Il Tribunale Amministrativo Regionale per la Toscana dice no alla sospensione urgente del divieto di trasferta per i tifosi spezzini in vista di Carrarese-Spezia, gara in programma lunedì 6 aprile al “dei Marmi” di Carrara.
Il presidente della Sezione Quarta del TAR ha infatti respinto l’istanza cautelare monocratica presentata da un tifoso aquilotto, che aveva impugnato il provvedimento del Prefetto di Massa Carrara con cui è stata vietata la vendita dei biglietti ai residenti nella provincia della Spezia. Il ricorrente, che si è qualificato anche come gestore di un fan club, aveva motivato il ricorso sostenendo un danno economico legato all’organizzazione della trasferta, con un preventivo da 2.400 euro per il noleggio di autobus.
Il TAR ha però ritenuto che non sussistano i presupposti di “estrema gravità ed urgenza” richiesti per concedere la sospensione immediata del provvedimento senza contraddittorio tra le parti. In particolare, il danno economico prospettato è stato giudicato non sufficientemente grave, anche alla luce del necessario bilanciamento con l’interesse pubblico alla sicurezza.
Nel decreto si richiama inoltre un orientamento giurisprudenziale consolidato: le misure preventive adottate per ragioni di ordine pubblico in occasione di eventi sportivi rientrano nella discrezionalità delle autorità e possono essere contestate solo in presenza di evidenti profili di illogicità o incongruità, che in questo caso non sono stati ravvisati.

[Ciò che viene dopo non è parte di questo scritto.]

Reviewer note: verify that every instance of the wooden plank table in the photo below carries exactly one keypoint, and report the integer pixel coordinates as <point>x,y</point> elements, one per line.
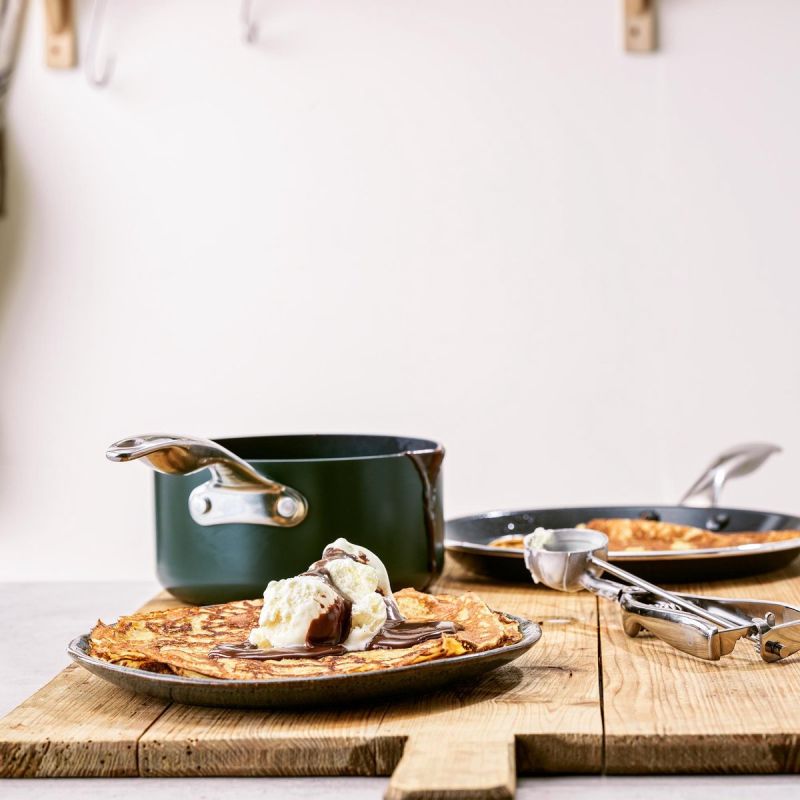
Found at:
<point>660,712</point>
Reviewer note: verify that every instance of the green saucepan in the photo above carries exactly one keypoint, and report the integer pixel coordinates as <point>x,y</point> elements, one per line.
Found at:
<point>233,514</point>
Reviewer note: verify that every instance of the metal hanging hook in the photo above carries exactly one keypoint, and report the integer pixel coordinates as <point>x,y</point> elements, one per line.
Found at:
<point>249,23</point>
<point>98,75</point>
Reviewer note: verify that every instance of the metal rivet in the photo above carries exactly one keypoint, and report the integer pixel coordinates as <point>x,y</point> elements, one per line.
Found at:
<point>199,505</point>
<point>286,507</point>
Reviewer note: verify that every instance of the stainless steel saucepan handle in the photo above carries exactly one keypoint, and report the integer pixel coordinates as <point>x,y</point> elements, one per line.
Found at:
<point>235,493</point>
<point>733,463</point>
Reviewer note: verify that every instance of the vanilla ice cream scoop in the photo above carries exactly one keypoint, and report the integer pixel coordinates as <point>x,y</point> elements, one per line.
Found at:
<point>342,600</point>
<point>300,611</point>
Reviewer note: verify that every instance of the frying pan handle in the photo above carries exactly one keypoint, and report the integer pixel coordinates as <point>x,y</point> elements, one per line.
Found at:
<point>235,493</point>
<point>733,463</point>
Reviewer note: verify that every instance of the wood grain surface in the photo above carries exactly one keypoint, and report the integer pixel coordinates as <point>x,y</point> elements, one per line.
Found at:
<point>662,712</point>
<point>666,712</point>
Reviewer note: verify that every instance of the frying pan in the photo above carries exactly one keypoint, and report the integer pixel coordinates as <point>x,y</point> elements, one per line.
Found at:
<point>467,538</point>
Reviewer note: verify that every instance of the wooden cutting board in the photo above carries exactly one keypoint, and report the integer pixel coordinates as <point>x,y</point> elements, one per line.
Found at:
<point>586,699</point>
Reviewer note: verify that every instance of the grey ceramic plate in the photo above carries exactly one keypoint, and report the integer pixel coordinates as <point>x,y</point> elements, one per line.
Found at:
<point>325,690</point>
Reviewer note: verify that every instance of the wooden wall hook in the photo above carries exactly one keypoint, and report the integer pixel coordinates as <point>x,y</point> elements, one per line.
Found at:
<point>640,26</point>
<point>60,44</point>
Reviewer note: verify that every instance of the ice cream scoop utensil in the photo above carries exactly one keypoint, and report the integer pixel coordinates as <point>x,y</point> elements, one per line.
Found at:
<point>572,559</point>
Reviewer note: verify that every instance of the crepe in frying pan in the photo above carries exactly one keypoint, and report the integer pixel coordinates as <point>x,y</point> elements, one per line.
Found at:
<point>178,641</point>
<point>632,535</point>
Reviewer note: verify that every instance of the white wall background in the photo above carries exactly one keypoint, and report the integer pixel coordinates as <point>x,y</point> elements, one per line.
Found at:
<point>477,221</point>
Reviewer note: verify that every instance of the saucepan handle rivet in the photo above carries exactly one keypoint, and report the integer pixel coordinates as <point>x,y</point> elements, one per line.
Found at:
<point>286,507</point>
<point>200,505</point>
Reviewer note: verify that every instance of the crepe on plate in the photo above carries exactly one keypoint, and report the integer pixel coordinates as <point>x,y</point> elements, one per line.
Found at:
<point>179,640</point>
<point>633,535</point>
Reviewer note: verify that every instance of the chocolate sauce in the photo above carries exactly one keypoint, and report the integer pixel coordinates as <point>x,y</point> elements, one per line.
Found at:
<point>428,463</point>
<point>399,633</point>
<point>333,624</point>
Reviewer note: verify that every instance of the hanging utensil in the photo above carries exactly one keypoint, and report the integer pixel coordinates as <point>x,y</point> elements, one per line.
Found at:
<point>572,559</point>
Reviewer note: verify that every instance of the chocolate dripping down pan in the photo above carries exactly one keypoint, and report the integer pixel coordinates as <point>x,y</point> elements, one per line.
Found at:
<point>467,538</point>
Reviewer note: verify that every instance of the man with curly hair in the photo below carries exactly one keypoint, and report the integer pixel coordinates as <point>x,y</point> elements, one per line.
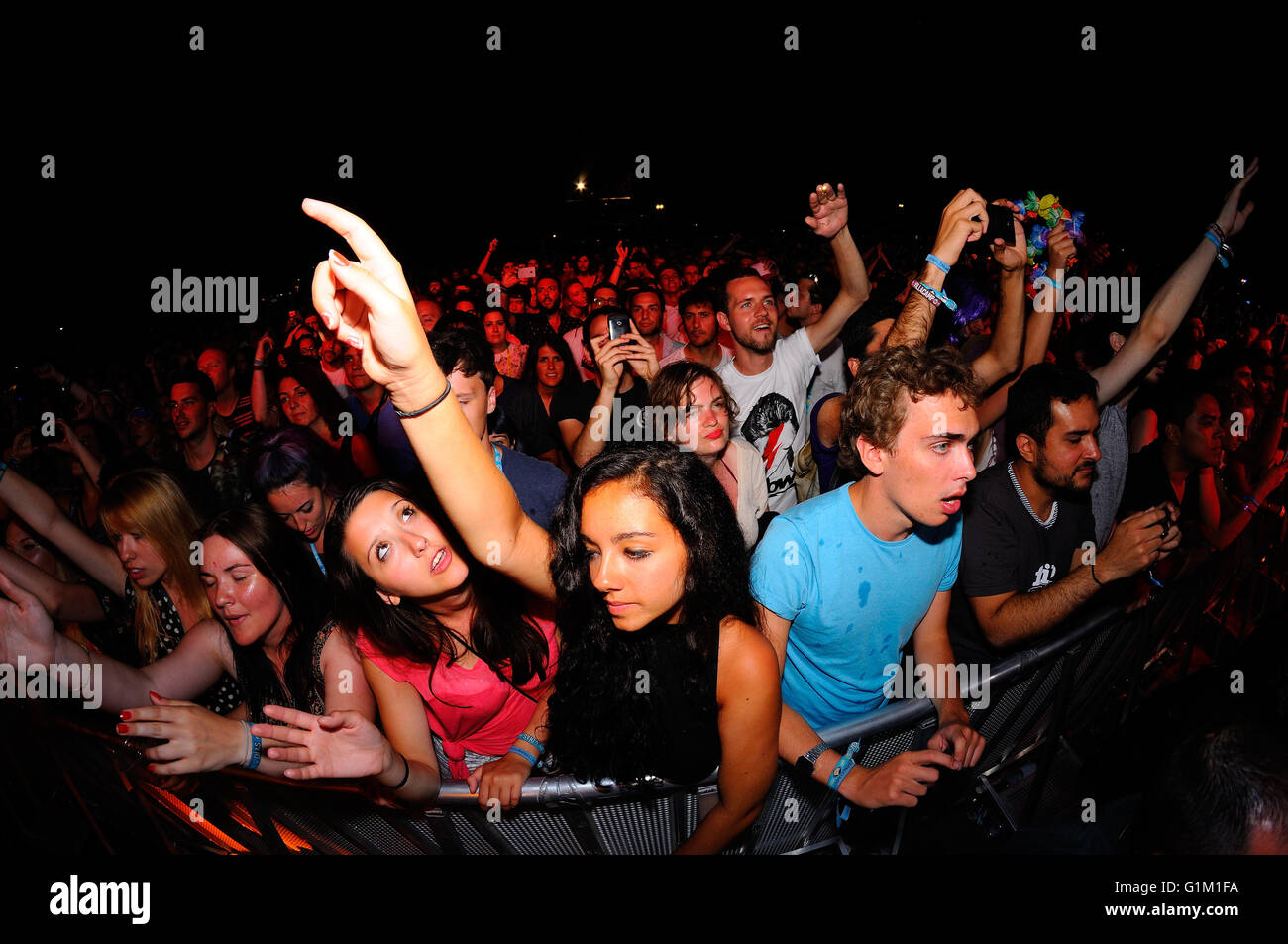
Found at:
<point>842,581</point>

Alla base del divieto disposto dalla Prefettura, le valutazioni degli organi di sicurezza che hanno evidenziato l’elevato rischio legato alla storica rivalità tra le tifoserie di Spezia e Carrarese, con precedenti episodi di violenza, anche al di fuori del contesto strettamente sportivo.
Resta quindi in vigore il divieto di trasferta per i residenti nella provincia della Spezia.